We have expanded our discussion in this section and made the approximation
explicit. The numerical issue comes from the fact that the parameter b_j is
infinite for Q = 1/2. We now state this explicitly in the manuscript.

> Section 6.2: This is an impressive result. However, at the same time, I feel
> that this is a dangerous result because the proposed model does not reveal any
> evidence on a potential model mis-specification.

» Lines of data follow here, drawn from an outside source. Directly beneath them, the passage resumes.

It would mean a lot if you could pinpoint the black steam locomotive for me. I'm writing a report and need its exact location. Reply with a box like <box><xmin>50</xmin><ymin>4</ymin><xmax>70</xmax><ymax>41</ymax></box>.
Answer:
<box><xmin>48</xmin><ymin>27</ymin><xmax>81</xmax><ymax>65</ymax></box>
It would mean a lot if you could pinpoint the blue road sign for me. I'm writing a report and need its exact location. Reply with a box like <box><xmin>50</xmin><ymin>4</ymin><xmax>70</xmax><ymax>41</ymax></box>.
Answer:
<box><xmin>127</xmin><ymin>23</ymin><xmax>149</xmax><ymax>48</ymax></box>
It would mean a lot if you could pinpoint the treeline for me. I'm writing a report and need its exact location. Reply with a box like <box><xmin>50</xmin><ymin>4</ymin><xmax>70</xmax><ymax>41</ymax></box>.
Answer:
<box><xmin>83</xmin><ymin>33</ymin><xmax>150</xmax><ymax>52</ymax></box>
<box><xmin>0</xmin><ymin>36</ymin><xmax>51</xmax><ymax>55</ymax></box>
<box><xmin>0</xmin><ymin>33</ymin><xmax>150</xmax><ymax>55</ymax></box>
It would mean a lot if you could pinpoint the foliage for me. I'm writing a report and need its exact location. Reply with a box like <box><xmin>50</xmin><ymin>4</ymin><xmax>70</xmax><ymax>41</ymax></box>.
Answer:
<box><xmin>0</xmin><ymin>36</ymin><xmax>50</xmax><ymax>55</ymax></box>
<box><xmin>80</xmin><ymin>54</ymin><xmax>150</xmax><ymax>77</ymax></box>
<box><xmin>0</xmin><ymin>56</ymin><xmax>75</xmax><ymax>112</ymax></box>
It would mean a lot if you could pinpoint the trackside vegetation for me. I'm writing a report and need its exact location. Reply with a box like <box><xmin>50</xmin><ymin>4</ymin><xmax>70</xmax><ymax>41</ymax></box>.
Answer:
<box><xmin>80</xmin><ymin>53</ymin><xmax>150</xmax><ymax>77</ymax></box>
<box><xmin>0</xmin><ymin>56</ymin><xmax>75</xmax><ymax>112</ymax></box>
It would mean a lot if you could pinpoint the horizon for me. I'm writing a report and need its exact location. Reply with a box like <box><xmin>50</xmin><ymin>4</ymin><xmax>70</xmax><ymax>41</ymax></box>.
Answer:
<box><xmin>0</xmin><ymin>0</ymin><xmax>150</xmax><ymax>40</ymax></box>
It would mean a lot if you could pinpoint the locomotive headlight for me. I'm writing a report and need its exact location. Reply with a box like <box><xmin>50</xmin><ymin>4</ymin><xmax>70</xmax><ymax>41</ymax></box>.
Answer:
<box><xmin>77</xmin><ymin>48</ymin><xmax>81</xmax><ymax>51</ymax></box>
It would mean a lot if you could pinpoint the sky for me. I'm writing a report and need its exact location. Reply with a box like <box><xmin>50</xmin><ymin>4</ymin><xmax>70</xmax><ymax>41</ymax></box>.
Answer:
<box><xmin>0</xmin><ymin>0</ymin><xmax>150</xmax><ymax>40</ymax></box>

As with all the examples, we have added a graphical model check. As we discuss
in the text, any broad use of this method would require more research to
determine the detailed limits of applicability, but we think that that is
beyond the scope of this paper.

> Section 7.1: “is is” is a typo.

Fixed.

> Section 8: Comparison to a 20 year old method that the current method is
> exactly built upon? Without reading further, I can imagine that the proposed
> method is better.

We have removed this comparison.

> Section 8: Comparison to CARMA. The authors say that any CARMA model has a
> corresponding celerite model. This means that I can fit any CARMA model via
> Kalman-filtering, obtain posterior samples of the unknown parameters of the
> CARMA model, match these posterior samples of the CARMA parame- ters with
> corresponding celerite parameters, and take advantage of the better physical
> interpretability of the celerite parameters. Why should the readers use
> celerite at the beginning instead of using Kalman-filtering in fitting a CARMA
> model? I am not quite motivated at this point.

We have expanded our discussion in this section to provide further motivation.

> Section 9: The authors list all the possible cases where celerite may work
> well. I think this section (summary) is full of expectations (too many
> expectations for a scientific journal in my opinion). I want to understand why
> the authors expect celerite to work well in such many cases. If the authors
> have clear evidence for these cases, then what about making another section for
> potential applications? In my opinion if this section is for ‘Summary’, then it
> is not a good place to talk about things that have not explained in the
> previous sections.

We agree and we have changed the section title to "Discussion". We have removed
some speculation from this section and added a subsection where we explicitly
discuss some potential future applications.